Doggedly re­search­ing her lat­est dead end, a bi­og­ra­phy of funny girl Fanny Brice, she comes across a cou­ple of type­writ­ten let­ters from the ’20s come­di­enne tucked into a yel­low­ing li­brary book. Des­per­ate for rent money, she sells one of them to a dealer, who re­marks that it would have been more valu­able if the con­tent were zingier. And an idea is born.

At her desk, tak­ing a break from plod­ding around the writer’s block, Lee rolls the re­main­ing Brice let­ter into her type­writer and adds a witty postscript. Mirac­u­lously (and di­rec­tor Marielle Heller spends no time ex­am­in­ing the mir­a­cle), the font is iden­ti­cal, the forgery is un­de­tectable, and the let­ter fetches a hand­some price from the dealer. Soon Lee is branch­ing out, cre­at­ing and sell­ing let­ters from such lu­mi­nar­ies as Dorothy Parker and Noël Cow­ard that those icons could only wish they had writ­ten.

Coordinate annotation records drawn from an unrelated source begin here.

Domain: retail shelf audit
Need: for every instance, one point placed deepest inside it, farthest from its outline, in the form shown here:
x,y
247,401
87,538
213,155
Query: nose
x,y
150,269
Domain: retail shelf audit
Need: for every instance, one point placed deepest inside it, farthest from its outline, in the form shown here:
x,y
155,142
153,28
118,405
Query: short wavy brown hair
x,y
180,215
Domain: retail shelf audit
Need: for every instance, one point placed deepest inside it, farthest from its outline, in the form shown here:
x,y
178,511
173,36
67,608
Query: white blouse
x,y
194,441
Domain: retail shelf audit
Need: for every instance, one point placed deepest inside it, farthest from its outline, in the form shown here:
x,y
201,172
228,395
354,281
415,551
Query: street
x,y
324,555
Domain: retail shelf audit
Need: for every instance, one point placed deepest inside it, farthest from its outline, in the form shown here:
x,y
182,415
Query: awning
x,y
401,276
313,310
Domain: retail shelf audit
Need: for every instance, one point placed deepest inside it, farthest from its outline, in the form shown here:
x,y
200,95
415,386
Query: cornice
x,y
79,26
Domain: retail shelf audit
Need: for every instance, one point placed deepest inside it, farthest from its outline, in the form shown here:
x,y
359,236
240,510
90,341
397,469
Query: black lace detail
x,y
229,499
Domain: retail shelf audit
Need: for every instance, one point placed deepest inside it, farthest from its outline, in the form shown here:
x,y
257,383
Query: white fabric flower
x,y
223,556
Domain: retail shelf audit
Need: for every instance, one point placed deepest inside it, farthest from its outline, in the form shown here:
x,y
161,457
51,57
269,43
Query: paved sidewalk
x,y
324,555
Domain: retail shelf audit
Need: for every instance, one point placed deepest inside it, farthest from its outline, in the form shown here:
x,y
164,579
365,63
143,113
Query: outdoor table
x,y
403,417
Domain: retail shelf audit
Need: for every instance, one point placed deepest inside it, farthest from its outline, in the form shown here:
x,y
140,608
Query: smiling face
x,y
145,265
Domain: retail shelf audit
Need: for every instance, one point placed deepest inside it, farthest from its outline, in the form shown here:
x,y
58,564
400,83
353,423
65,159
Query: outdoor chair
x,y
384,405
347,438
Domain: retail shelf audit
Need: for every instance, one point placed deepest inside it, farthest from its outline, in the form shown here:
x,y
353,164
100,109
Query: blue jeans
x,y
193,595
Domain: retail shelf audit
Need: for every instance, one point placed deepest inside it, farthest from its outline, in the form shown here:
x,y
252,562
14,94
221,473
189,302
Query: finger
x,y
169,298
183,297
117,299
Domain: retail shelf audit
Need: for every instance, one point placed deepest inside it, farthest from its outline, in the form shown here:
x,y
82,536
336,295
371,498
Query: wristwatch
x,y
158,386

There is so much that is far-fetched here that we have to keep re­mind­ing our­selves that life is full of such stretches, and that this is the true story of the lit­er­ary forger Leonore Carol “Lee” Is­rael, who par­layed a tal­ent for mimicry into a whim­si­cal ca­reer that en­joyed a suc­cess­ful, if in­creas­ingly stress­ful, run at the end of the past mil­len­nium.

The movie rides the bril­liant tal­ents of its two stars, McCarthy and Richard E. Grant, who plays her gay side­kick Jack Hock. McCarthy strips away any shred of comedic glam­our to get in­side the grumpy, acer­bic Lee, whose peo­ple skills have all the em­pa­thetic sub­tlety of an an­ti­so­cial por­cu­pine. You can’t quite like Lee, but McCarthy makes her achingly hu­man and touch­ingly real. Grant pro­vides the per­fect coun­ter­foil, a flam­boy­ant ex­tro­vert who matches her drink for drink and note for note.

The fas­ci­na­tion of Can You Ever For­give Me? (the ti­tle is from a forged Dorothy Parker let­ter) is the sense of im­pend­ing dread it weaves, built upon the ba­sic hu­man fear of be­ing found out. If it oc­ca­sion­ally me­an­ders to­ward the borders of sen­ti­men­tal­ity, McCarthy’s un­com­pro­mis­ing crusti­ness keeps this crim­i­nal en­ter­prise hon­est.